I won’t go into all the symptoms, I’ll just say I suspected that his Kidneys or liver have begun to shut down. So I decided it was time to get him to a vet. Oh, boy! Where to start on my quest to find a vet? Well, I decided to ask my friend who has two dogs and a cat. Until recently they also had two cats but lost one to a very similar fate as I am currently dealing with. I’ve read various things on blogs and forums about different vets here, some good, some not so good. My friend sent me a list of all the vets , with phone numbers, locations, what language they speak and she suggested one that she likes best. Of course on the paper she forwarded to me it says..”.Right now, he’s the best of the worst vets around……ask q’s. He’s very personable and believable, just always be skeptical”…(this is a good place for an Eye Roll!) This particular vet is in David, about a 35-40 minute drive , so I loaded my poor little kitty into his crate and headed down the hill with my Google map printed out, ready to attempt to find the vet. Of course before leaving I tried the 3 phone numbers I had on the sheet my friend emailed me, but alas! none of them were right! Ugggg! After asking my friend if she might have a different number, she told me she didn’t think I would need an appointment . So off I went.

I’ve told you before about my dread of driving in strange places. I really hate it. My friend had offered to come with me but Damn it! I hate being a wimp and I really need to learn how to drive in that darn city and stop feeling so nervous about it. The best way to do that is to just do it, right! So I set off, map in hand and I , of course, did not have an easy time. Because, of course, there are no GD street signs here! I know, Get over it! Okay….So I pulled over and opened up a great app, WAZE! It really helped me navigate my way and after taking many deep breaths and trying not to be a big baby and cry….low and behold I see the sign!! WHoooHooo!! I did it! I surprised myself and felt so good! There was one other car in front of the office and I saw a lady exiting the building….I also saw a “CERRADO” sign in the window! ARGGGG! Nooooo! They can not be closed! Holy crap! I got out of the car and the lady, a very friendly gringo lady, said, “They’re closed because of Carnival!” Ohhhhh! (Trying really really hard not to let the tears start!) This lady , Edna was her name. Was so kind. She had a big black lab in her back seat and she told me there was another good vet in town and started to tell me where it was. I can only imagine how pathetic I must have looked, being a very caring and obviously intuitive woman, she stopped, mid-direction, and said,”Oh, follow me, I’ll guide you there.” Deep sigh! “Oh, really? Oh my gosh! Thank you soooo much!” And off we went weaving in and out of streets and through David to the other vet. And Dontcha know….”Cerrado!” Yep! Closed! Okayyyyy! This was obviously not meant to be, but I have to say, I’m so glad to have gotten to meet Edna! What a sweet lady. We chatted a little while standing outside the second closed vet and when I introduced myself to her she told me she has 6 dogs and she has one named Holly. Hah! It’s times like that when I’m struck by just how many truly kind and generous people there are in the world. To have a complete stranger make me feel as though she cared about my situation and take time to help me, just warms my heart to no end. I am sad to say, I neglected to get her email address or phone number, I hope I run into her again someday. She even took the time to lead me back to the highway so I could easily make my way back up to Boquete. We said our goodbyes and I continued to follow her until making it to the highway and then waved a goodbye as I drove off on my way.

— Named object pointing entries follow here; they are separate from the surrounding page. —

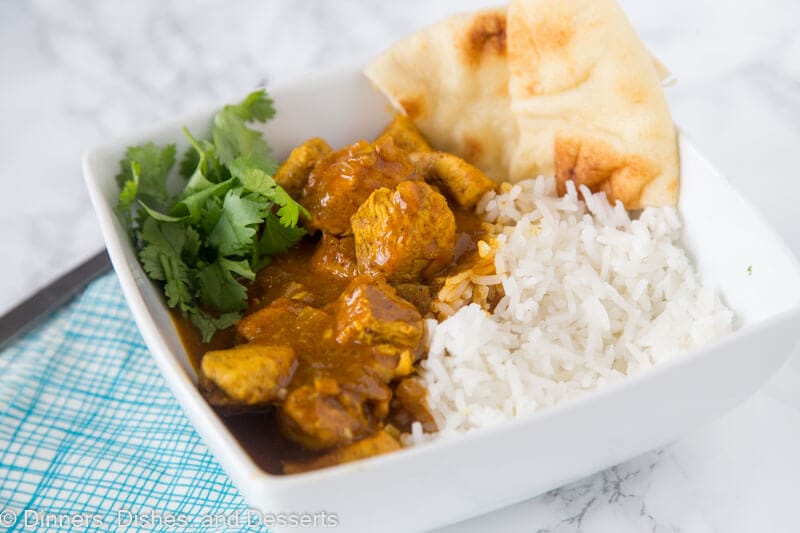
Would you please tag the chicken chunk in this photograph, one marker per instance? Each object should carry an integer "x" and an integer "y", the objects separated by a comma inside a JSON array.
[
  {"x": 247, "y": 375},
  {"x": 344, "y": 179},
  {"x": 404, "y": 233},
  {"x": 409, "y": 405},
  {"x": 293, "y": 173},
  {"x": 405, "y": 135},
  {"x": 335, "y": 257},
  {"x": 380, "y": 443},
  {"x": 370, "y": 312},
  {"x": 462, "y": 182},
  {"x": 323, "y": 415}
]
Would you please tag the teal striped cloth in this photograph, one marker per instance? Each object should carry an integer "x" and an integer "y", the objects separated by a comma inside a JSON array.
[{"x": 92, "y": 439}]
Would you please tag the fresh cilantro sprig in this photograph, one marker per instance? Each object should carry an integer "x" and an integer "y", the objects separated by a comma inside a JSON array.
[{"x": 225, "y": 223}]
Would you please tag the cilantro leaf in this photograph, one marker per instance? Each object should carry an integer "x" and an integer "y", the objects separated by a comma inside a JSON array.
[
  {"x": 236, "y": 227},
  {"x": 232, "y": 137},
  {"x": 208, "y": 324},
  {"x": 154, "y": 164},
  {"x": 219, "y": 288},
  {"x": 189, "y": 162},
  {"x": 257, "y": 180},
  {"x": 256, "y": 106},
  {"x": 205, "y": 243}
]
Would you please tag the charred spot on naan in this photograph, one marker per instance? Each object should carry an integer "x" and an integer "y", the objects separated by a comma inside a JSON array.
[
  {"x": 602, "y": 168},
  {"x": 485, "y": 36}
]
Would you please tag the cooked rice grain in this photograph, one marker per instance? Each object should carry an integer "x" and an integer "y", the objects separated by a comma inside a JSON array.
[{"x": 590, "y": 296}]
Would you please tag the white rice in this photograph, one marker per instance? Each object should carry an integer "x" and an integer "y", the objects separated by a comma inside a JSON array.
[{"x": 591, "y": 296}]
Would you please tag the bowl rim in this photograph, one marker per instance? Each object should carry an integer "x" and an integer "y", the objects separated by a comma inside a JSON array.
[{"x": 226, "y": 449}]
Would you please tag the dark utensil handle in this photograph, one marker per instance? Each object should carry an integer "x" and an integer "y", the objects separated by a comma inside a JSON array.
[{"x": 46, "y": 300}]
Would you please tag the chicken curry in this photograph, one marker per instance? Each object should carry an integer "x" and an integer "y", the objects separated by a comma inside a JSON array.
[{"x": 321, "y": 369}]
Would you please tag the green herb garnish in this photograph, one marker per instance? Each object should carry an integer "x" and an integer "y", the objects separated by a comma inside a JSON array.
[{"x": 222, "y": 227}]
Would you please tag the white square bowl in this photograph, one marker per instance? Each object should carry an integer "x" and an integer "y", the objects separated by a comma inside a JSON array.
[{"x": 450, "y": 480}]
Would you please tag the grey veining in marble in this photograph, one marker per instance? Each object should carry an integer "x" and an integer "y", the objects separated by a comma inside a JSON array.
[{"x": 75, "y": 73}]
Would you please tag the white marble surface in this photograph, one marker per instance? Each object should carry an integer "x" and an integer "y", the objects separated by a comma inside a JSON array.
[{"x": 77, "y": 72}]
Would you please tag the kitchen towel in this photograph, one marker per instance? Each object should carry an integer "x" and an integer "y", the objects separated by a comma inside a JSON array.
[{"x": 91, "y": 438}]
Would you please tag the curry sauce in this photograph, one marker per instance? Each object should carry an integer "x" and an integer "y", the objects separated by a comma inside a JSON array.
[{"x": 321, "y": 368}]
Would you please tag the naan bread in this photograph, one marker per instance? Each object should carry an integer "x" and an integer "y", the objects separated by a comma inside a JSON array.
[
  {"x": 588, "y": 102},
  {"x": 551, "y": 87},
  {"x": 451, "y": 79}
]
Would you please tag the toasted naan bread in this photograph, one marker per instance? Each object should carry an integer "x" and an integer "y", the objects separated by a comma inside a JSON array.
[
  {"x": 578, "y": 97},
  {"x": 588, "y": 102},
  {"x": 451, "y": 79}
]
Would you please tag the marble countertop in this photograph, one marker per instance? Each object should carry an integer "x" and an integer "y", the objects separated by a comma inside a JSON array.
[{"x": 76, "y": 73}]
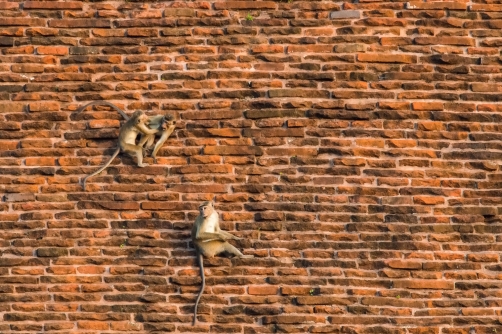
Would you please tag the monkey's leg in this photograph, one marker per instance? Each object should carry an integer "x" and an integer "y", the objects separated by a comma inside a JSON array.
[
  {"x": 104, "y": 166},
  {"x": 201, "y": 266},
  {"x": 229, "y": 235},
  {"x": 232, "y": 250},
  {"x": 134, "y": 150},
  {"x": 211, "y": 248}
]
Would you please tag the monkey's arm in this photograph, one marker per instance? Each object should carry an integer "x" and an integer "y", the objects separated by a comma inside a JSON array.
[
  {"x": 228, "y": 235},
  {"x": 208, "y": 236},
  {"x": 146, "y": 130}
]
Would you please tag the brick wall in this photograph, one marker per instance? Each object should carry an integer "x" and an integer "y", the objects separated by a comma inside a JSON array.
[{"x": 355, "y": 146}]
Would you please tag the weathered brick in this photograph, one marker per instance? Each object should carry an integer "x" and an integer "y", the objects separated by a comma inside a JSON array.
[
  {"x": 354, "y": 147},
  {"x": 75, "y": 5}
]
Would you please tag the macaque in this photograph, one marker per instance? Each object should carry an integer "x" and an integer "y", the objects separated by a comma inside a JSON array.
[
  {"x": 209, "y": 240},
  {"x": 165, "y": 125},
  {"x": 139, "y": 123},
  {"x": 127, "y": 140}
]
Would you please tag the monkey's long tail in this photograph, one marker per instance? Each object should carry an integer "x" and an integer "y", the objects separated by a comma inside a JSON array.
[
  {"x": 201, "y": 265},
  {"x": 105, "y": 103},
  {"x": 117, "y": 151}
]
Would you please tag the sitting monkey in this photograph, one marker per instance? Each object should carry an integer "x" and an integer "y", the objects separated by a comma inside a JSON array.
[
  {"x": 138, "y": 123},
  {"x": 209, "y": 240}
]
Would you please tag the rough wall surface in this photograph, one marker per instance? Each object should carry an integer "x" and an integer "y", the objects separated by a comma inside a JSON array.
[{"x": 355, "y": 147}]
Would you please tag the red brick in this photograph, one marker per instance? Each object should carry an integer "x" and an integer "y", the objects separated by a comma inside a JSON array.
[
  {"x": 240, "y": 5},
  {"x": 262, "y": 290},
  {"x": 51, "y": 50},
  {"x": 436, "y": 5},
  {"x": 48, "y": 5},
  {"x": 386, "y": 58}
]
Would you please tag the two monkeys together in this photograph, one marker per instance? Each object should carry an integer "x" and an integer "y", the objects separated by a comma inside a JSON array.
[
  {"x": 207, "y": 236},
  {"x": 137, "y": 124}
]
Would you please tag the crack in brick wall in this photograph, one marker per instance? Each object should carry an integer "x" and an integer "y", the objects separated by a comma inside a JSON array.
[{"x": 355, "y": 146}]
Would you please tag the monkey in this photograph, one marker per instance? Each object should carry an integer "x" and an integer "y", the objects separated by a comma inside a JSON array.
[
  {"x": 209, "y": 240},
  {"x": 127, "y": 140},
  {"x": 147, "y": 126},
  {"x": 166, "y": 125}
]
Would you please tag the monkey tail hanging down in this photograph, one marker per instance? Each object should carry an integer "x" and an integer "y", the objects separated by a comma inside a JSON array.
[
  {"x": 209, "y": 240},
  {"x": 141, "y": 124},
  {"x": 202, "y": 287}
]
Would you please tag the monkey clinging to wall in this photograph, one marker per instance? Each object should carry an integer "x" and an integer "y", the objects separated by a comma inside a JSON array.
[
  {"x": 209, "y": 240},
  {"x": 139, "y": 123}
]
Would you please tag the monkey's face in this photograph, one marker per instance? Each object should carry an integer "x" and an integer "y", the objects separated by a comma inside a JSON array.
[{"x": 205, "y": 210}]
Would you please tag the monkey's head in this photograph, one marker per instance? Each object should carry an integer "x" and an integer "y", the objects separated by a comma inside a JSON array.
[
  {"x": 206, "y": 209},
  {"x": 169, "y": 120},
  {"x": 139, "y": 117}
]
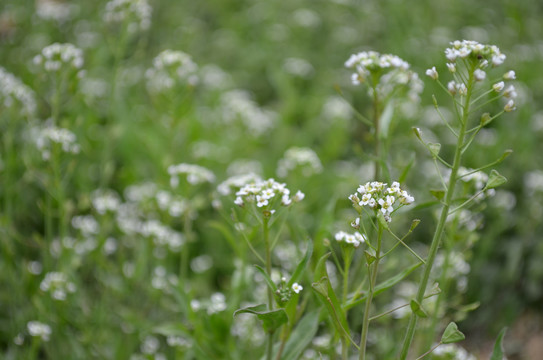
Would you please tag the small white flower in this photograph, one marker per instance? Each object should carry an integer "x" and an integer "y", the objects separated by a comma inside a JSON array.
[
  {"x": 451, "y": 86},
  {"x": 285, "y": 200},
  {"x": 498, "y": 59},
  {"x": 510, "y": 92},
  {"x": 510, "y": 75},
  {"x": 510, "y": 106},
  {"x": 366, "y": 198},
  {"x": 479, "y": 75},
  {"x": 432, "y": 73},
  {"x": 498, "y": 86},
  {"x": 38, "y": 329},
  {"x": 261, "y": 201},
  {"x": 299, "y": 196},
  {"x": 462, "y": 89}
]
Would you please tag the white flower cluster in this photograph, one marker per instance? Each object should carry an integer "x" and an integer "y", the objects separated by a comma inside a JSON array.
[
  {"x": 13, "y": 93},
  {"x": 56, "y": 56},
  {"x": 58, "y": 285},
  {"x": 196, "y": 174},
  {"x": 352, "y": 239},
  {"x": 235, "y": 182},
  {"x": 265, "y": 193},
  {"x": 45, "y": 138},
  {"x": 161, "y": 280},
  {"x": 130, "y": 221},
  {"x": 379, "y": 197},
  {"x": 171, "y": 67},
  {"x": 136, "y": 13},
  {"x": 479, "y": 180},
  {"x": 238, "y": 105},
  {"x": 483, "y": 56},
  {"x": 39, "y": 329},
  {"x": 391, "y": 70},
  {"x": 297, "y": 157}
]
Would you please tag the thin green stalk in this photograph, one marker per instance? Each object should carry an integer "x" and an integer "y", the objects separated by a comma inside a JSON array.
[
  {"x": 373, "y": 280},
  {"x": 443, "y": 284},
  {"x": 347, "y": 264},
  {"x": 266, "y": 235},
  {"x": 377, "y": 125},
  {"x": 436, "y": 240}
]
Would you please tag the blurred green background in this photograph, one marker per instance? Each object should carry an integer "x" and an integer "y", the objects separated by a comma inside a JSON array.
[{"x": 289, "y": 56}]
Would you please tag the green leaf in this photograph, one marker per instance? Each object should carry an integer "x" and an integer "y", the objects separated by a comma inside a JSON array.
[
  {"x": 434, "y": 149},
  {"x": 418, "y": 134},
  {"x": 452, "y": 334},
  {"x": 271, "y": 320},
  {"x": 268, "y": 279},
  {"x": 418, "y": 309},
  {"x": 438, "y": 194},
  {"x": 301, "y": 266},
  {"x": 370, "y": 257},
  {"x": 386, "y": 119},
  {"x": 302, "y": 336},
  {"x": 320, "y": 269},
  {"x": 485, "y": 119},
  {"x": 381, "y": 219},
  {"x": 406, "y": 169},
  {"x": 495, "y": 180},
  {"x": 498, "y": 353},
  {"x": 385, "y": 285},
  {"x": 329, "y": 298},
  {"x": 414, "y": 224}
]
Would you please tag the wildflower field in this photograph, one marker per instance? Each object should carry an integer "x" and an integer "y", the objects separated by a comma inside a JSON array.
[{"x": 252, "y": 179}]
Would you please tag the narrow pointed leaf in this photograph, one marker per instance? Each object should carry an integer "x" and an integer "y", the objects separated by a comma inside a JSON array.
[
  {"x": 271, "y": 320},
  {"x": 302, "y": 265},
  {"x": 301, "y": 336},
  {"x": 385, "y": 285},
  {"x": 495, "y": 179},
  {"x": 498, "y": 353},
  {"x": 320, "y": 269},
  {"x": 418, "y": 309},
  {"x": 434, "y": 149},
  {"x": 452, "y": 334},
  {"x": 268, "y": 279}
]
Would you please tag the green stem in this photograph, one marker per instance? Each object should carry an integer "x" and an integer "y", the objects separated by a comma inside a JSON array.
[
  {"x": 266, "y": 235},
  {"x": 373, "y": 280},
  {"x": 436, "y": 240},
  {"x": 376, "y": 123},
  {"x": 347, "y": 265}
]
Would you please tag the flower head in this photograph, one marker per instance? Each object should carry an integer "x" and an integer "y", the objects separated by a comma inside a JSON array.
[
  {"x": 391, "y": 71},
  {"x": 266, "y": 194},
  {"x": 171, "y": 68},
  {"x": 380, "y": 197},
  {"x": 297, "y": 288},
  {"x": 350, "y": 239}
]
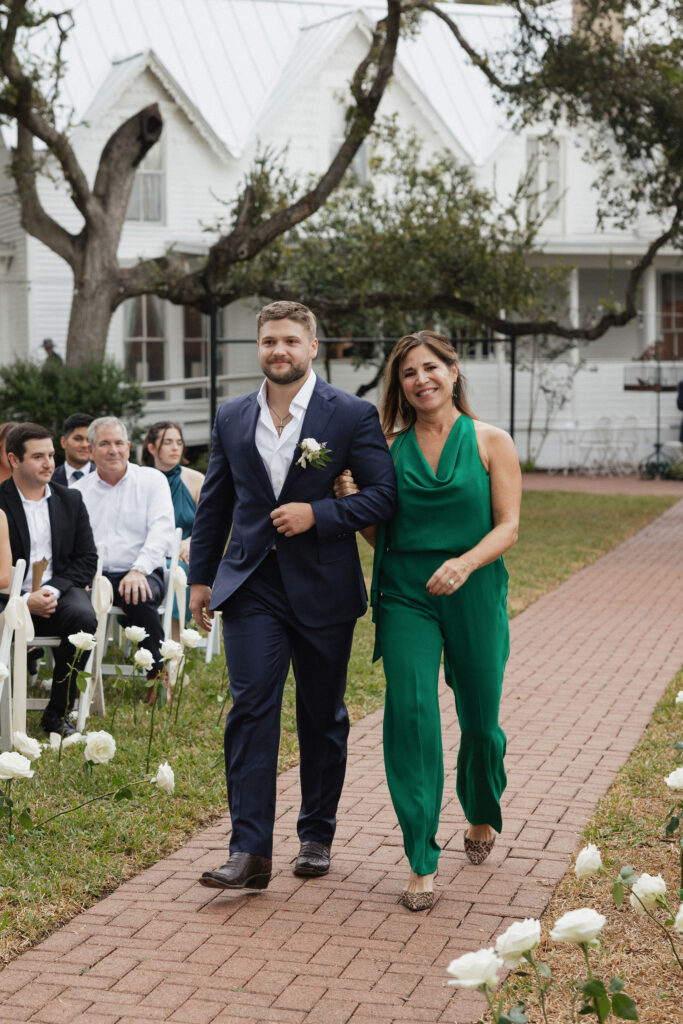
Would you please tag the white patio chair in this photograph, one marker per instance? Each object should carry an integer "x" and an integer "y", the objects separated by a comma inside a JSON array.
[
  {"x": 598, "y": 448},
  {"x": 626, "y": 445}
]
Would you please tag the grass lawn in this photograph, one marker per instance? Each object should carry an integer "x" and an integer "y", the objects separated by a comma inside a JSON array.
[
  {"x": 48, "y": 876},
  {"x": 628, "y": 828}
]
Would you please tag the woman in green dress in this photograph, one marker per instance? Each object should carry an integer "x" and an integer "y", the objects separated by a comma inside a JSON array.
[{"x": 439, "y": 588}]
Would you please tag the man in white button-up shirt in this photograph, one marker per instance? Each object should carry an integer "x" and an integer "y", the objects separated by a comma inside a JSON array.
[
  {"x": 49, "y": 529},
  {"x": 131, "y": 513}
]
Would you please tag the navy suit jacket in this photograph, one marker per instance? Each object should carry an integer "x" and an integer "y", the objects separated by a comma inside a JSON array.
[
  {"x": 321, "y": 568},
  {"x": 74, "y": 552},
  {"x": 59, "y": 474}
]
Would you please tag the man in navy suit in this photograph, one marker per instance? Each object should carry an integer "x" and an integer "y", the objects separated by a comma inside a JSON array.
[
  {"x": 77, "y": 451},
  {"x": 289, "y": 585}
]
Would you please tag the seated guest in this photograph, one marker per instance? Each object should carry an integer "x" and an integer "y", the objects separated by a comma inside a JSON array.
[
  {"x": 5, "y": 470},
  {"x": 5, "y": 552},
  {"x": 48, "y": 526},
  {"x": 77, "y": 451},
  {"x": 164, "y": 448},
  {"x": 131, "y": 513}
]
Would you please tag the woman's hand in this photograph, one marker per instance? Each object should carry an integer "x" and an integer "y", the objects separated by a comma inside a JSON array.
[
  {"x": 449, "y": 578},
  {"x": 345, "y": 484}
]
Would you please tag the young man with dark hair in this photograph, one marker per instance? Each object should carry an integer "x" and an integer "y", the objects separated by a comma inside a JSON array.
[
  {"x": 77, "y": 450},
  {"x": 49, "y": 527}
]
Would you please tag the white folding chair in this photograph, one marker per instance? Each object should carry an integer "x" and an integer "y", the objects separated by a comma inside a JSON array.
[
  {"x": 165, "y": 609},
  {"x": 5, "y": 658}
]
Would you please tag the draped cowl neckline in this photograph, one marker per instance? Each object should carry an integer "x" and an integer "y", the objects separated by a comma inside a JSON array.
[{"x": 446, "y": 460}]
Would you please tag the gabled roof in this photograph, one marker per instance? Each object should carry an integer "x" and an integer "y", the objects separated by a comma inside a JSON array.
[
  {"x": 226, "y": 58},
  {"x": 124, "y": 73},
  {"x": 311, "y": 51}
]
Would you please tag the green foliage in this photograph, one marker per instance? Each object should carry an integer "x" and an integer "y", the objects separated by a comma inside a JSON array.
[
  {"x": 402, "y": 250},
  {"x": 50, "y": 391}
]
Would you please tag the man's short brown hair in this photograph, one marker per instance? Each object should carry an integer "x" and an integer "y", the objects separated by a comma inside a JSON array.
[{"x": 287, "y": 310}]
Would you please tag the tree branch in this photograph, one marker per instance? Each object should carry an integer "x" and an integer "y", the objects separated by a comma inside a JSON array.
[
  {"x": 244, "y": 242},
  {"x": 35, "y": 218},
  {"x": 26, "y": 112}
]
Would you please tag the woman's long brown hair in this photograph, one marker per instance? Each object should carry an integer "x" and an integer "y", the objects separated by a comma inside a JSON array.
[{"x": 395, "y": 412}]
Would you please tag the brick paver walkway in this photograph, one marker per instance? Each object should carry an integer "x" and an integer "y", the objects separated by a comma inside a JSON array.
[{"x": 599, "y": 650}]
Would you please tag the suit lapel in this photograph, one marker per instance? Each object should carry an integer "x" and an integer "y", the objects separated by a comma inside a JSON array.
[
  {"x": 317, "y": 415},
  {"x": 18, "y": 515},
  {"x": 54, "y": 510},
  {"x": 250, "y": 417}
]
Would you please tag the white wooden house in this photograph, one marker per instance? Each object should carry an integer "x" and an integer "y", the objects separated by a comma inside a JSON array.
[{"x": 232, "y": 75}]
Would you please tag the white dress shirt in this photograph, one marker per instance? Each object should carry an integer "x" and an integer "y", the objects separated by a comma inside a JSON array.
[
  {"x": 133, "y": 519},
  {"x": 70, "y": 470},
  {"x": 38, "y": 520},
  {"x": 275, "y": 450}
]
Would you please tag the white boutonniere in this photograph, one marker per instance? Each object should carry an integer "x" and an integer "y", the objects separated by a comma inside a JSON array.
[{"x": 313, "y": 454}]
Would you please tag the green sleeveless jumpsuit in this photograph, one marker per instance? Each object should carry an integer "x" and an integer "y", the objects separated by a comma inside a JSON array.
[{"x": 439, "y": 515}]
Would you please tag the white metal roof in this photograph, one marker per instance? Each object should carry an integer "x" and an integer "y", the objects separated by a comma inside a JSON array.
[{"x": 231, "y": 58}]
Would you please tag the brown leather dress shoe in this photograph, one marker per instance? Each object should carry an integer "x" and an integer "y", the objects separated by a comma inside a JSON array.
[
  {"x": 243, "y": 870},
  {"x": 313, "y": 860}
]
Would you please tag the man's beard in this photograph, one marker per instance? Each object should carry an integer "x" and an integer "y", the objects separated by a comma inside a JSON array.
[{"x": 295, "y": 374}]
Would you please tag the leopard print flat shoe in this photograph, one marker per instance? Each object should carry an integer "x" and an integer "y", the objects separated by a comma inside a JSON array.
[
  {"x": 417, "y": 901},
  {"x": 478, "y": 849}
]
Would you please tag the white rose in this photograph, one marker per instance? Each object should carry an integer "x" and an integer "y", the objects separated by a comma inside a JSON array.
[
  {"x": 675, "y": 780},
  {"x": 136, "y": 634},
  {"x": 588, "y": 862},
  {"x": 579, "y": 926},
  {"x": 143, "y": 658},
  {"x": 14, "y": 765},
  {"x": 165, "y": 778},
  {"x": 27, "y": 745},
  {"x": 82, "y": 641},
  {"x": 644, "y": 892},
  {"x": 520, "y": 938},
  {"x": 189, "y": 638},
  {"x": 99, "y": 747},
  {"x": 475, "y": 970},
  {"x": 170, "y": 650},
  {"x": 678, "y": 924}
]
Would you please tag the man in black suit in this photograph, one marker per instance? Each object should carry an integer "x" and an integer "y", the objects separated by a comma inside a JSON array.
[
  {"x": 77, "y": 450},
  {"x": 48, "y": 523}
]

So Two strikes! My friend had also mentioned a vet in Boquete who is not actually a full-fledged Vet, but a Vet Tech. I was feeling pretty desperate and decided I would just drive by here office and see if she were open. I really needed to have someone take a look at my poor little lethargic cat who had not made one little peep the entire time in the car. Mind you, Midnight would normally be meowing and howling like he were dyeing. I found the office, no problem,and she was open! Not only was she open but there were two other people waiting outside for her. I spoke with these people, who all just raved about how much they liked this vet (or vet tech). Again, I had just run in to more nice people who I got to chat with. One man with a very strong southern accent was with a young woman with a tiny white dog. And another couple a gringo man and a Panamanian women had brought their neighbors dog in because he had a broken leg. Apparently the neighbor was handicapped and couldn’t get the dog to the vet. All these people were obviously very much “Animal” people and were very concerned about caring for the animal they had brought to see this vet tech. You can see where I’m going with this post….meeting all these nice, caring , generous people made a day that I may have otherwise labeled as pretty “Bad” and turned it into a “Good” day.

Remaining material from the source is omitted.